三年生は一月末の期末テストが終わってから自由登校となっていたため、ほとんど学校へ来ることはなかった。
久しぶりに学校の制服に身を包んで登校する高耶だったがその顔色は冴えない。
朝の冷たい空気に身が引き締まるどころか、歩くのすら億劫でこのまま卒業式などエスケープしてしまいたいほど。
しかしそれは高耶以外の城北高校3年3組の生徒全員も同じだった。
譲の提案では高耶の合格発表の翌日に合格祝い兼卒業祝いをする予定だったが、クラスメイトの都合がつかず、結局は卒業式の前日・・・つまり昨日クラスのほとんどが出席で卒業祝いをしたのだ。
昨日の午後三時から始まったそれは、塚田という男子生徒の家が経営しているカラオケボックスで行われ、飲めや歌えの大騒ぎ。
最初は聞き役専門だった高耶も引っ張り出され、カラオケのレパートリーは少ないものの数曲歌わされるハメになった。
ウーロン茶とその他の清涼飲料水でアルコールは皆無だったにも関わらずあのテンション。
ここでアルコールが入ったらどんなランチキ騒ぎになるのやら、と考えるのが恐ろしい。
「あー、頭いてっ」
十二時間耐久カラオケと化してしまった卒業&合格祝いは、最終的に残ったメンバーは十人ほど。
男子生徒は高耶と譲、それに千秋と矢崎と水野に塚田の六名。
女子生徒は森野紗織を筆頭に、紗織の友人の木村と中島と深田の四名。
最後には千秋と紗織がマイクを握って放さず、水野と矢崎が潰れてお開きになったのが午前三時近かった。
さすがに女の子をこんな時間に一人で帰らせるわけにはいかず、千秋のレパードで順に送り届けて高耶が自宅に戻ったのは午前四時を過ぎていた。

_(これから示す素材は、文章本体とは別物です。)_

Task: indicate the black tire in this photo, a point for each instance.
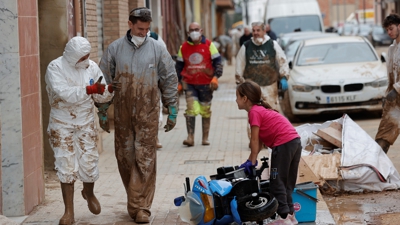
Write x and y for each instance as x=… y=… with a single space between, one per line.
x=248 y=211
x=287 y=109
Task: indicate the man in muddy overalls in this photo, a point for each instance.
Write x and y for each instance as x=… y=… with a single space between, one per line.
x=262 y=60
x=198 y=66
x=72 y=90
x=388 y=130
x=141 y=71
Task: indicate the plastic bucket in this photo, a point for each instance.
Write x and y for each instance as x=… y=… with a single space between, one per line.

シャワーを浴びて漸く眠りについたと思ったら美弥に叩き起こされ、眠い目を擦りながら着替えを済ませて家を出たのだ。
「仰木くん、おはよ〜っ!」
後方からやけに元気な声が聞こえてきた。
嫌々振り返ると長い髪を二つに分けてみつ編にしている。
在学中の彼女のトレードマークのような髪型は高校生活最後の日にも健在のようだ。
「おまえ、無駄に元気だな」
早足で高耶に追いついてきた紗織に向かっての一言。
膝上丈のプリーツスカートから覗く足で紗織は高耶の足を蹴っ飛ばす。
「まずは最初に『おはよう』でしょうがっ!ったく、あんたと机を並べるのもこれで最後だってーのに、ほんっとに愛想ないんだから、仰木くんって」
「無愛想で悪かったな。生まれつきだ」
「少しは親友の成田くんを見習いなさいよ。あの天使のような笑顔。見る者すべてを癒してくれるって、あーゆー笑顔のことを言うのよねぇ」
うっとりと夢見心地な紗織に高耶は内心「けっ」と舌を出した。
彼女が譲に一目惚れをしたその日から、譲の親友という立場にある高耶はとてもじゃないが迷惑を被った。

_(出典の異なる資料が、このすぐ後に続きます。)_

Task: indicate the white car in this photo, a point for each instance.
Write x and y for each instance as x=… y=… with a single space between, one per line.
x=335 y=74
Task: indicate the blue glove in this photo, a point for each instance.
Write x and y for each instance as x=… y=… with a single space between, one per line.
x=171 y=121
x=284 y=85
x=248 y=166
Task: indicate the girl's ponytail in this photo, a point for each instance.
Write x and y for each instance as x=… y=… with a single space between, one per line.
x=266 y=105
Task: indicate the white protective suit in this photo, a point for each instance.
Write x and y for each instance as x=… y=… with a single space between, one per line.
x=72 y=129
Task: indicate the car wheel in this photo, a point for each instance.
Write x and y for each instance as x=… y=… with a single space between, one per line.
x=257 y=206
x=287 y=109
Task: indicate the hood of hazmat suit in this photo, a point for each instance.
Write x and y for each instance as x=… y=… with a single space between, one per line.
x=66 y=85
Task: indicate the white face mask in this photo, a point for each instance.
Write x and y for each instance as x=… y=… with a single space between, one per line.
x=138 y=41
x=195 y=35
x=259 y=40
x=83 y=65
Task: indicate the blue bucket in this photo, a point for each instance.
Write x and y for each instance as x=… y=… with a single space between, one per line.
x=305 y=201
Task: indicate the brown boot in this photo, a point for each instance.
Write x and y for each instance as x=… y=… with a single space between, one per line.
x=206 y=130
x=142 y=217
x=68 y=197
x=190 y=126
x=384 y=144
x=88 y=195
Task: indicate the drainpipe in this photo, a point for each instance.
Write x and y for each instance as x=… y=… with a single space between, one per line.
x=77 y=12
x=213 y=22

好みのタイプから好きな食べ物、紗織の知りたいありとあらゆる情報を機関銃のように訊ねられ辟易したことを覚えている。
「そんなこたぁ、てめーで訊きやがれ!」と高耶が言うたびに「や〜ん、そんなこと訊いたら好きだって告白してるようなもんじゃない」と景気よく背中をどつかれたっけ。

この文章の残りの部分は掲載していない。